Краббе хлебнул джина с тоником. Тоник, монопольно производимый одной сингапурской фирмой, имел странный затхлый привкус, волнующе напоминавший запах старого манчестерского Фри-Трейд-Холла. Краббе услышал тяжелую медь в конце увертюры к «Тангейзеру». Его первая жена в юбке и синем джемпере стояла рядом с ним, держа партитуру. Неужели они никогда его не оставят в покое? Даже на Малайских железных дорогах, грохочущих сквозь джунгли, тут как тут. Обе.
— Никакого юмора, — сказал мужчина. — Тип один премию получил за то, что прислал сообщенье про женщину, которая возлагала цветы на могилу своей собаки. Хорошее дело. Я сам обожаю собак. Вы уверены, что это юмор?
— Думаю, да, — подтвердил Краббе. — Только совсем отвыкаешь от той жизни.

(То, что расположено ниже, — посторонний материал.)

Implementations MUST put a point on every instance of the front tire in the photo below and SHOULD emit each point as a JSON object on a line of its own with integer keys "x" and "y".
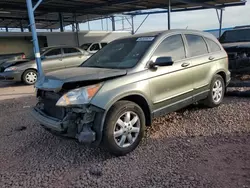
{"x": 124, "y": 128}
{"x": 216, "y": 93}
{"x": 30, "y": 77}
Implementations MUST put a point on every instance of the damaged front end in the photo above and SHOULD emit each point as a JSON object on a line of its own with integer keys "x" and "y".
{"x": 80, "y": 121}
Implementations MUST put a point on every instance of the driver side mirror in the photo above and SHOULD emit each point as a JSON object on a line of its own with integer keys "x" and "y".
{"x": 162, "y": 61}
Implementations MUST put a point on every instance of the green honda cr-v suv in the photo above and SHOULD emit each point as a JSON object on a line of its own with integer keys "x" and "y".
{"x": 114, "y": 95}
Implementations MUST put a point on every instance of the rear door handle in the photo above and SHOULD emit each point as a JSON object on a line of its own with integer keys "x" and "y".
{"x": 211, "y": 58}
{"x": 185, "y": 64}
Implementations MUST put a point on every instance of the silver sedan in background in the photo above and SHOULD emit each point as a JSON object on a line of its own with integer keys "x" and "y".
{"x": 53, "y": 58}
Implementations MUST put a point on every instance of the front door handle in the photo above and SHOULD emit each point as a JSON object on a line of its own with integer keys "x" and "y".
{"x": 185, "y": 64}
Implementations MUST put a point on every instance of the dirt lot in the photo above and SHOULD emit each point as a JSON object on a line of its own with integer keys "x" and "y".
{"x": 195, "y": 147}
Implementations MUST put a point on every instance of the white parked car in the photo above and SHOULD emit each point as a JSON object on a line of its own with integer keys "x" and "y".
{"x": 93, "y": 47}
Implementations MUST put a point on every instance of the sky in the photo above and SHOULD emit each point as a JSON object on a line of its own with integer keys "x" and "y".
{"x": 200, "y": 19}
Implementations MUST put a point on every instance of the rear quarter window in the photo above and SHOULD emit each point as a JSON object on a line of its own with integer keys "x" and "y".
{"x": 196, "y": 45}
{"x": 213, "y": 46}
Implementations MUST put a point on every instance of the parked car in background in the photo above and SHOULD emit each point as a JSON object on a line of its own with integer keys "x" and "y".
{"x": 116, "y": 93}
{"x": 11, "y": 57}
{"x": 53, "y": 58}
{"x": 237, "y": 44}
{"x": 93, "y": 47}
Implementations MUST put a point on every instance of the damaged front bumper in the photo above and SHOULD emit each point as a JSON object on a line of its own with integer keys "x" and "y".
{"x": 84, "y": 124}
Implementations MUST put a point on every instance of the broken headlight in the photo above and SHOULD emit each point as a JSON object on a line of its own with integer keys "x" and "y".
{"x": 81, "y": 95}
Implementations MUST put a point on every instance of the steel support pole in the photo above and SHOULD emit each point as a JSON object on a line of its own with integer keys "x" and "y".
{"x": 132, "y": 24}
{"x": 221, "y": 18}
{"x": 21, "y": 26}
{"x": 113, "y": 23}
{"x": 34, "y": 38}
{"x": 169, "y": 14}
{"x": 61, "y": 22}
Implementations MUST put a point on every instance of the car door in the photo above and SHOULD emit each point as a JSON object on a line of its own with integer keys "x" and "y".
{"x": 73, "y": 57}
{"x": 199, "y": 56}
{"x": 52, "y": 60}
{"x": 171, "y": 86}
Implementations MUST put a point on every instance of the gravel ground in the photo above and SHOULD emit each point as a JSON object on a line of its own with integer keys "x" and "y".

— Вот именно. — Мужчина энергично, с готовностью отложил периодическое издание. Авиабумага громыхала, как лист железа. — От жизни отвыкаешь, и делаешь чертовски хорошее дело. А там все с ума посходили. Точно. Выкладывают по четыре боба [22] за пачку сигарет. И два боба за джин. С трудом верится, да? А ведь это правда. У меня там сестра. Пишет время от времени. Вряд ли поверите, что за дела творятся в Англии. Я там тридцать лет не был. И провалиться мне, если вернусь. Но, — сказал он с триумфом, — вам-то придется, правда? Многих отсюда выкидывают. Только не старика Томми. Пиво — слишком важная вещь.
22
Боб — шиллинг (разг.).
— Сближает расы, — подтвердил Краббе.
— А? Что? — Мужчина слушал, прищурившись, как бы не веря своим ушам. — Повторите-ка. Умно, богом клянусь. Чертовски хорошо для рекламы. Я это запишу. — И безуспешно поискал блокнот. — Ну, ладно, запомню. — И более благосклонно взглянул на Краббе. — Этим вы занимаетесь, да? Слоганами и тому подобное? Министерство информации и так далее?
— Образования, — поправил Краббе.
— Вы никогда не дадите им образования, — безапелляционно объявил мужчина, усмехаясь, глядя в пространство, удобно откинувшись. — Надо вам нефтью заняться. Там денег навалом. Хорошее дело для всех для вас, кто уезжает. Никому никакой пользы не принесли.
— Знаете, — сказал Краббе, — я вряд ли уеду. Забавно, только что вспомнил. Был один цейлонец, в Куала-Ханту, так вот он сказал, что я никогда не уеду. Сказал, кончу жизнь в омуте. Забавно. Я просто не вижу себя, садящимся на пароход. Или в самолет. Просто не вижу никакого будущего в другом месте.
— Отправитесь домой, — твердил мужчина, — бросив своих черных ублюдков, как все остальные. Дети кругом без отцов, криком кричат, просят есть.
— Вам бы надо писать для «Нового пресвитера».